Background:Let $X =\{P_1,...P_s\}$ be a set of $s$ distinct points of $\mathbb{P}^{n}= \operatorname{Proj}(K[x_0,....,x_n])$, then we know that $P_i$ are homogeneous prime ideals $\mathcal P_i$ which does not contain irrelevant maximal ideal.
Question: why $\operatorname{ht}(\mathcal P_i) = n $?
Guess: we know that $$\operatorname{ht}(\mathcal P_i) + \dim K[x_0,....,x_n]/\mathcal P_i = \dim K[x_0,....,x_n] =n+1,$$ but why $\dim K[x_0,....,x_n]/\mathcal P_i = 1$?
Any help from anyone is welcome.
Consider the affine cone $\Bbb A^{n+1}$ on $\Bbb P^n$. Here, the $\mathcal{P}_i$ define lines through the origin, which are schemes of dimension one (they're isomorphic to $\operatorname{Spec} F[x]$ for $K\subset F$ a possibly-trivial algebraic extension). So $\dim K[x_0,\cdots,x_n]/\mathcal{P_i} = \dim F[x] = 1$.

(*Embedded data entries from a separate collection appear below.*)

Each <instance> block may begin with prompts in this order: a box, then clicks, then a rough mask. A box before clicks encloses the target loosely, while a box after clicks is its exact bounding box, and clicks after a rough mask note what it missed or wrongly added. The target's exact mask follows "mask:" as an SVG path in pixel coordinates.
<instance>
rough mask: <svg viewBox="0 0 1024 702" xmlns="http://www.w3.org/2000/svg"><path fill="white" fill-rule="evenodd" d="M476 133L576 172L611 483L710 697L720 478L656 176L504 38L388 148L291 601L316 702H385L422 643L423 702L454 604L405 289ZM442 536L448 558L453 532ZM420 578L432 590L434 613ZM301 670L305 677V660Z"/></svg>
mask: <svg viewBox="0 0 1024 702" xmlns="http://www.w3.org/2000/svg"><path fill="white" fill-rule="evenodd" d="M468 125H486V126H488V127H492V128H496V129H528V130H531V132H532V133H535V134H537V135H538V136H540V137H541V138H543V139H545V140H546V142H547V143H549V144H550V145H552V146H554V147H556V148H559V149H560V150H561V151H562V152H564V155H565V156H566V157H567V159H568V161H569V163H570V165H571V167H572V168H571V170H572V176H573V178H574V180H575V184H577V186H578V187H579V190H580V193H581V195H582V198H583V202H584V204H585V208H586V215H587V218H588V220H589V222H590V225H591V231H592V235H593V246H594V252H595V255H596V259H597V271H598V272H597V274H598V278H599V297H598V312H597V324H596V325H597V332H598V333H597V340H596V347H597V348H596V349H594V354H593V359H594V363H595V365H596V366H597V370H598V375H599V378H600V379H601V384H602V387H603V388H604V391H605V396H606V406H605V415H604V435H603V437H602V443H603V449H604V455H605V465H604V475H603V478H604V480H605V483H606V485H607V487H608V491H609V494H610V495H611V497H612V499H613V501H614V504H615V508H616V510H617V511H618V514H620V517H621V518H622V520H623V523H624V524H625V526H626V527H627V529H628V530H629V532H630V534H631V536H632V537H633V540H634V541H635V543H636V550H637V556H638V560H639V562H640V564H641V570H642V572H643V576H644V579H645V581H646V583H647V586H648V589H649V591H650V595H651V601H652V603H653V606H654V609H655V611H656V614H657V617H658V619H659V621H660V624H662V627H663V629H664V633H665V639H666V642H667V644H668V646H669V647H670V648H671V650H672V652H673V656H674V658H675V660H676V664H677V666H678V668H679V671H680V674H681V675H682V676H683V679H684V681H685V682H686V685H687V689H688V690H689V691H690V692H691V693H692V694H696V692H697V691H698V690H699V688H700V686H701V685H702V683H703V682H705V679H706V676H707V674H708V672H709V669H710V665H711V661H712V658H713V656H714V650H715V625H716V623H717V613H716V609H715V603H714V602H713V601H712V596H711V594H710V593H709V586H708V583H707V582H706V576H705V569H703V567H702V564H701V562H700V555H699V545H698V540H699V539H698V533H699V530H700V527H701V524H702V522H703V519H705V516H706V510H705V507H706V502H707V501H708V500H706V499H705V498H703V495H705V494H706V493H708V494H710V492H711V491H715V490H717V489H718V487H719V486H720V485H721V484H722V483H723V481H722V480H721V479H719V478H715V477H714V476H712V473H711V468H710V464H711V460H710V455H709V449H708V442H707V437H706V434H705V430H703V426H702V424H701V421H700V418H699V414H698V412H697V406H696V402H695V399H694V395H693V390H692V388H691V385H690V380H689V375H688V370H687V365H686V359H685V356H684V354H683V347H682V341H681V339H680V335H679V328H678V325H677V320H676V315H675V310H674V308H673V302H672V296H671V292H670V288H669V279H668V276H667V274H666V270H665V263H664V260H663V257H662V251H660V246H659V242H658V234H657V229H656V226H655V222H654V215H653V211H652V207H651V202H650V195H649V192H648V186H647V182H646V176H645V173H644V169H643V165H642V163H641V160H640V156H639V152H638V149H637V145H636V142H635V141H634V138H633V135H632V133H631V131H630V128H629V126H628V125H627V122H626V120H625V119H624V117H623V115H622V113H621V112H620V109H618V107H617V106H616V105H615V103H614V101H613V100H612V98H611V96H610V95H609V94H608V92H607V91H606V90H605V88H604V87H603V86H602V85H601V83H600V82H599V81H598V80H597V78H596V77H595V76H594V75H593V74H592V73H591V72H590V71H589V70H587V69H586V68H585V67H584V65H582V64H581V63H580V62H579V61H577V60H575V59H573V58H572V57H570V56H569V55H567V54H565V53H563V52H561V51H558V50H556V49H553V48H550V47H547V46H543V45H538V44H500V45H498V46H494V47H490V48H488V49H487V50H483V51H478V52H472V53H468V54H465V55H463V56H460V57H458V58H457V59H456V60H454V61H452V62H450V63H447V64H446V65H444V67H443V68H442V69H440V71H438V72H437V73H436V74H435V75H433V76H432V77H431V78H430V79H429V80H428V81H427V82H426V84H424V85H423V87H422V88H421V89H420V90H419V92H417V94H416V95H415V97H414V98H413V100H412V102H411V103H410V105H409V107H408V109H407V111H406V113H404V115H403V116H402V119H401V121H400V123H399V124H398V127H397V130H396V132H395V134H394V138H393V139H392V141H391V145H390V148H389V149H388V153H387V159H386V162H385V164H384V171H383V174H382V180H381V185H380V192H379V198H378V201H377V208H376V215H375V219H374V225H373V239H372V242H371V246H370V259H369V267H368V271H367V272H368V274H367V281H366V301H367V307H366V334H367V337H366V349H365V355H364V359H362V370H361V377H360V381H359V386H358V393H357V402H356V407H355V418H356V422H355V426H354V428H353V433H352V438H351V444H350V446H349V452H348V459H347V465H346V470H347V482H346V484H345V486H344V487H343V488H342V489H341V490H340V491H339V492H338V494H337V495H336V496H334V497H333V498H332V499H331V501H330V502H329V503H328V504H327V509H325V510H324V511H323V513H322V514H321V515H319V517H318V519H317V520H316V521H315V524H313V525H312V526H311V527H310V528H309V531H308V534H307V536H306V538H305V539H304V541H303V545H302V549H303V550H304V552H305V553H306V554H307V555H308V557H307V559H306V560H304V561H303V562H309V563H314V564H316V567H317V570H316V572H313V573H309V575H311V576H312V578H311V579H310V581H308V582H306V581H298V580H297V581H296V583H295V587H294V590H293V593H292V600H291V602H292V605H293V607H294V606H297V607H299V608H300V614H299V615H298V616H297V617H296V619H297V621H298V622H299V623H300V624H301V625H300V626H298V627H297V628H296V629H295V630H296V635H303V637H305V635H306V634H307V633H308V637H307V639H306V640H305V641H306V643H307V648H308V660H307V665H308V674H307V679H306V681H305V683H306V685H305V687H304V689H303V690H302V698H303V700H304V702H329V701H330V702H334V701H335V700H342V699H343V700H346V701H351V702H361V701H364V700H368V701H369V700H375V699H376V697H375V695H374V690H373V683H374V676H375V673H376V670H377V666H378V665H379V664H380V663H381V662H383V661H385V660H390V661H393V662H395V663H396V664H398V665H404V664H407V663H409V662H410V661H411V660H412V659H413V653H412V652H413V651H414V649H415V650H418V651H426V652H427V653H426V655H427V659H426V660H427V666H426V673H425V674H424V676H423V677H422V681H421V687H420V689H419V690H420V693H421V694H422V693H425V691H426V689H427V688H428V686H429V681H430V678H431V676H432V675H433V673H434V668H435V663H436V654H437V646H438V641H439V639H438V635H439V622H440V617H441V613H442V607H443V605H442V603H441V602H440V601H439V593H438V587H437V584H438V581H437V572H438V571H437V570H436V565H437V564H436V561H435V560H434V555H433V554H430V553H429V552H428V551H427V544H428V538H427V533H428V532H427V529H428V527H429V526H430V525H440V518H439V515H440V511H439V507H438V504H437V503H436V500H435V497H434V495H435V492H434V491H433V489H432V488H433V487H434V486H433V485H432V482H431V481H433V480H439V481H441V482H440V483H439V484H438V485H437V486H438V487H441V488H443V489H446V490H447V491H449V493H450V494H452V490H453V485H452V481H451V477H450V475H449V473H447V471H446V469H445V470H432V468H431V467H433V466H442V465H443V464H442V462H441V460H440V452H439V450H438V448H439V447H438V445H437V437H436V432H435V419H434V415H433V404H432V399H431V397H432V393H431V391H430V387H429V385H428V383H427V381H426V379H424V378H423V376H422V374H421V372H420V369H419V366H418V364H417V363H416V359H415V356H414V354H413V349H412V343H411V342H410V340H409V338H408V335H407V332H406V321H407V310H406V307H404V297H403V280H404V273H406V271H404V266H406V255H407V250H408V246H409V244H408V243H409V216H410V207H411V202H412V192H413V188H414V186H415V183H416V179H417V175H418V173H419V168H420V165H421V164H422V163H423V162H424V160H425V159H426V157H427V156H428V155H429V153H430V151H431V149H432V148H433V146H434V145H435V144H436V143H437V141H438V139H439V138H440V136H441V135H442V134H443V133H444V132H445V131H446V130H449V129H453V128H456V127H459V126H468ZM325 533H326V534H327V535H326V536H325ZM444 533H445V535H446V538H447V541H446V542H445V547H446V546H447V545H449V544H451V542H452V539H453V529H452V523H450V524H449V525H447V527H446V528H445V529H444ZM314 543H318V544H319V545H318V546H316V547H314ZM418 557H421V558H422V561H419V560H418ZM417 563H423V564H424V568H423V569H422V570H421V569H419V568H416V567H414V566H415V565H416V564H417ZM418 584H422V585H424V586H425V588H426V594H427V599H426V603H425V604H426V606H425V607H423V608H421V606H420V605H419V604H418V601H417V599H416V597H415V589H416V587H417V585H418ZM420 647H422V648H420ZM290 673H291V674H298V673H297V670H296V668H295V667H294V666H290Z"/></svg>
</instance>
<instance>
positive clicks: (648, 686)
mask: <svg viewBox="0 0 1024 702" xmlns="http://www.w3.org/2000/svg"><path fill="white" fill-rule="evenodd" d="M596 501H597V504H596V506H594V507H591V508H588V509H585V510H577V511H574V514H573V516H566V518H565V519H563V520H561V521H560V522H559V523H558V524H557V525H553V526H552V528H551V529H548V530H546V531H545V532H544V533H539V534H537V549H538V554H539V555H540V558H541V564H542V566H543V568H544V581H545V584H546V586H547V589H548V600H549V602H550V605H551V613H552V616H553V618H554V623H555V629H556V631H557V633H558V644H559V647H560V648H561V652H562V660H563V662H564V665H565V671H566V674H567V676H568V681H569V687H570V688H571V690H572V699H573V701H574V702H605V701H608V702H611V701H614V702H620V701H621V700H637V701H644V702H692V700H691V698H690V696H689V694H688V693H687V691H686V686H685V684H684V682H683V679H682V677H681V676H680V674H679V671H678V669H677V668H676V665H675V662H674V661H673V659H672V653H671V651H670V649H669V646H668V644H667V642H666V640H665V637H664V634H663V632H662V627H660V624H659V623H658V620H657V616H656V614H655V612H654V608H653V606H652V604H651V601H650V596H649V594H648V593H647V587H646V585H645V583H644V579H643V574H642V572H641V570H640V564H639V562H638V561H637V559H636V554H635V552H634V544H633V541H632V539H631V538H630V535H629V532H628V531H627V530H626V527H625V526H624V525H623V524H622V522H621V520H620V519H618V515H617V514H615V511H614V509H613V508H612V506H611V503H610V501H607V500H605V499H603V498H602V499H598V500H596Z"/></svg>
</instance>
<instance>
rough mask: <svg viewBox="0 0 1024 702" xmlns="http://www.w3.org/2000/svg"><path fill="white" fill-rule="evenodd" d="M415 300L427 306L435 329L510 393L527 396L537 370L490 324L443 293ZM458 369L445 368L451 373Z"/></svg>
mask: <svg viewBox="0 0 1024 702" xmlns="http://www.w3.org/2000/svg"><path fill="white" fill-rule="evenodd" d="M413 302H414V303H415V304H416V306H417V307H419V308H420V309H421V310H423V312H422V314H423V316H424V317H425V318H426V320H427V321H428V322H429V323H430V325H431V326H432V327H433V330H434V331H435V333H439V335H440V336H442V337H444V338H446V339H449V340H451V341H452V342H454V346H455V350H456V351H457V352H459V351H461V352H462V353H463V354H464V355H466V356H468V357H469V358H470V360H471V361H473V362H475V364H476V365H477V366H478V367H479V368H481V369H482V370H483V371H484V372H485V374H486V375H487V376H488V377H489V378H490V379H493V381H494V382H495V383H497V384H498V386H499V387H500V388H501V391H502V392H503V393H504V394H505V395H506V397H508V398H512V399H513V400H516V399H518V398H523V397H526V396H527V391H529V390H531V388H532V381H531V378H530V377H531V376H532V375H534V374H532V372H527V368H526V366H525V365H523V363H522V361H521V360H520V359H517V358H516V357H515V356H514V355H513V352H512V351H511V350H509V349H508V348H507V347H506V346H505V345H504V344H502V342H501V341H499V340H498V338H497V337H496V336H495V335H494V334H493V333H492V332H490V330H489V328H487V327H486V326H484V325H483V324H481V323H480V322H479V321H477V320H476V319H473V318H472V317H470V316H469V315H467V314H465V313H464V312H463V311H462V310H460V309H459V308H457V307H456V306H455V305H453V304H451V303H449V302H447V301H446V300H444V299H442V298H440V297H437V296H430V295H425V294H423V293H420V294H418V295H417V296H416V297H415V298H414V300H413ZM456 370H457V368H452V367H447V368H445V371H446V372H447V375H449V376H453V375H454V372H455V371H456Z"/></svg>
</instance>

You can also show this directly: if $\mathcal{P}_i$ is the ideal associated to the point $[a_0:a_1:\cdots:a_n]$, you can pick generators for the ideal as $a_ix_j-a_jx_i$. Pick some $i$ so that $a_i$ is nonzero (there must be at least one by the definition of projective space), then enforce that relation to see that you can eliminate the $x_j$ for $j\neq i$ and end up with the ring $K[x_i]$. This requires modest modifications for a non-$K$-rational point, but the idea is the same.